В Коршене на регистрации гражданского населения Толе долго не верили, что она еврейка. Ее заподозрили в шпионаже и взяли под арест. Хотели поместить ее в одну камеру с немками, но она закатила скандал, и ей нашли одиночку. Кто такая, выяснить все не могли, и на время перевели девушку в Инстербург. Здесь она делила камеру предварительного заключения № 14 с восемнадцатью другими женщинами — русскими, польками. В соседней камере томилась Реня. Три месяца так прошло. Никак не хотели девушкам верить, будто им, еврейкам, удалось выжить.
Позже, когда Толя пешком пришла через Гумбиннен в Кибартай, ее и там неделю продержали в заключении. После долгих изматывающих допросов ей выдали наконец документ, удостоверяющий ее политическую благонадежность. Что стало с Реней — вышла ли она из тюрьмы в Инстербурге и вернулась ли, как собиралась, обратно в Лодзь, — Толя не знала.
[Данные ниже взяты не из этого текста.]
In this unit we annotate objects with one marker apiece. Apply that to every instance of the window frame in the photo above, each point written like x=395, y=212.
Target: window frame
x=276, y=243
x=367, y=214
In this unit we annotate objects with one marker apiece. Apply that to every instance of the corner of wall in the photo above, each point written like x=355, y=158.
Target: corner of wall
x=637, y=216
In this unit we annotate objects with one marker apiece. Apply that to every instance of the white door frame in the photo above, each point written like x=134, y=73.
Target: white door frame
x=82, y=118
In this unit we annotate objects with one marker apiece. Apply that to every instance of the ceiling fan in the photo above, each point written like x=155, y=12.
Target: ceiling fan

В Польшу не вернулась: нет ей жизни там, где у нее на глазах убили ее родных. Лучше в СССР, в какую-нибудь из республик. Ей бы образование получить, а там видно будет: ей ведь и тринадцати лет не было, когда их отправили в гетто. Девушка успела выучиться только литературному польскому языку — на нем она говорила свободно — и быстрому счету. И ни малейшего понятия не имела ни о географии, ни об истории, ни о грамматике, не владела иностранными языками. Она не знала, как ей утолить этот голод, как восполнить эти пробелы в образовании? Жизненный опыт этой девушки младше двадцати лет — не дай бог никому, ей столько довелось пережить и вынести, но не довелось толком поучиться, получить образование, овладеть какой-либо наукой.